– Idea wspólnego biletu jest do zrealizowania w ciągu kilku, a nie kilkunastu lat – zapewnia w Radiu Gdańsk Mieczysław Struk. Marszałek województwa pomorskiego proponuje, by jedna taryfa objęła cały region. – Bilet ma działać nie tylko w obrębie naszej metropolii, ale całego województwa – dodaje w Rozmowie Kontrolowanej. Mieczysław Struk w Radiu Gdańsk tłumaczył, dlaczego projekt wspólnego biletu komunikacji miejskiej jest tak ważny. – Ta sprawa bardzo integruje lokalne społeczności, dlatego wziąłem się za ten projekt. Dzisiaj mamy w końcu możliwość realizacji. Kiedy ten bilet powstanie? Potrzeba na pewno kilku lat. Na początku chcemy wykorzystać projekty pilotażowe. Wspólny bilet ma objąć nie tylko metropolię, ale całe województwo. Dzięki temu każdy partner, który będzie chciał się dołączyć, będzie mógł to zrobić. To kwestia kilku, ale na pewno nie kilkunastu lat – mówi gość Agnieszki Michajłow.
METROPOLIA NIE DLA POMORZA
Związek metropolitalny na Pomorzu nie powstanie. Nie zgodziło się na to Ministerstwo Spraw Wewnętrznych i Administracji.

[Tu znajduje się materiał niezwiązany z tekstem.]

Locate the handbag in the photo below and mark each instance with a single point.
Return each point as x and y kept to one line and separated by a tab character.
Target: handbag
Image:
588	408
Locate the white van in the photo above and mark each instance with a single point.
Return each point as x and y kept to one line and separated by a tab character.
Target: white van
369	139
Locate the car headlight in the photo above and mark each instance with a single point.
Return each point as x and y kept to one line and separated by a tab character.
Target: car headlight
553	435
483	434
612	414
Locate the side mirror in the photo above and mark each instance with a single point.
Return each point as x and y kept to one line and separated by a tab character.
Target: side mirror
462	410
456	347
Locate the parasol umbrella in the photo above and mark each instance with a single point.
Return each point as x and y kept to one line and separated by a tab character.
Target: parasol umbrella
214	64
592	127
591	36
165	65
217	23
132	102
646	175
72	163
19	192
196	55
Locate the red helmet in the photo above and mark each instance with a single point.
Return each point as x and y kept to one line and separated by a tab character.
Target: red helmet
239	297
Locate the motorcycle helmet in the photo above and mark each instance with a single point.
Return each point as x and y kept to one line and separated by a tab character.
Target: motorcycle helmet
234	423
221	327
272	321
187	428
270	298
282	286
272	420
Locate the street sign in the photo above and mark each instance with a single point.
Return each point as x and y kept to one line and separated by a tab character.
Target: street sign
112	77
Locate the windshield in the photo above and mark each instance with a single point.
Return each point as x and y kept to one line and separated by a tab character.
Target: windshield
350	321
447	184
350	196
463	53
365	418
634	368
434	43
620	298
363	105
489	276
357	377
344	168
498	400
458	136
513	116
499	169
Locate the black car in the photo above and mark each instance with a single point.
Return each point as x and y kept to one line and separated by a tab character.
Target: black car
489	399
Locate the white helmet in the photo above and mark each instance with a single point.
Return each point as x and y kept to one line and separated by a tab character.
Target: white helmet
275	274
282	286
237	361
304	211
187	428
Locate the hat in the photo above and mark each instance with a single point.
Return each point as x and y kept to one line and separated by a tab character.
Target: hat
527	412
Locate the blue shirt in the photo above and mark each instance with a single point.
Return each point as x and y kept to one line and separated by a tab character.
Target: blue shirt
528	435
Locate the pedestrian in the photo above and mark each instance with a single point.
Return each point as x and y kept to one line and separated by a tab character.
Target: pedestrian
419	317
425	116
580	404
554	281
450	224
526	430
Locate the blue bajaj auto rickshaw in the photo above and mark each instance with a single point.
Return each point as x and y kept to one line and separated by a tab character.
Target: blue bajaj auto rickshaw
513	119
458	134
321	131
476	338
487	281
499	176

MSWiA przygotowuje specjalną ustawę dla Śląska, ale Pomorze na razie musi poczekać. Mieczysław Struk podkreśla, że to zła decyzja. – Ta ustawa jest nam potrzebna. Wiadomo, że każda metropolia ma swoją specyfikę, wiadomo, że Śląsk jest największy, ale u nas też jest kłopot. Widzimy to na co dzień. Nie chodzi o to, by zmuszać do współpracy, ale ułatwiać. Życie w metropolii trójmiejskiej nie kończy się za granicami miasta, często się zazębia – tłumaczy marszałek.
„SŁUPSK BĘDZIE SIĘ BURZYŁ”
Co dalej z drogą S6 ze Słupska do Trójmiasta? – Oceniam ten proces źle – odpowiada Mieczysław Struk. – Zawarliśmy kontrakt z poprzednim rządem, który zawierał całą listę zadań i celów. Dzisiaj nadal nie ma decyzji w tej sprawie. Oczywiście droga do portu w Gdyni to ważny projekt, jeśli ma polegać na wydłużeniu obwodnicy, jestem na tak. Sprawa S6 mnie jednak niepokoi. Wszystkie trzy odcinki mają kosztować 8 miliardów złotych, a na to nie ma pieniędzy. Rząd mówi o tym wprost.
Jeśli miałbym zdecydować, który odcinek budować, byłaby to Obwodnica Metropolitalna i Trasa Kaszubska – dodaje Mieczysław Struk. Jego zdaniem, ta trasa ma fundamentalne znaczenie dla Pomorza. – Słupsk oczywiście będzie się burzył, ale ta droga naprawdę jest najbardziej potrzebna.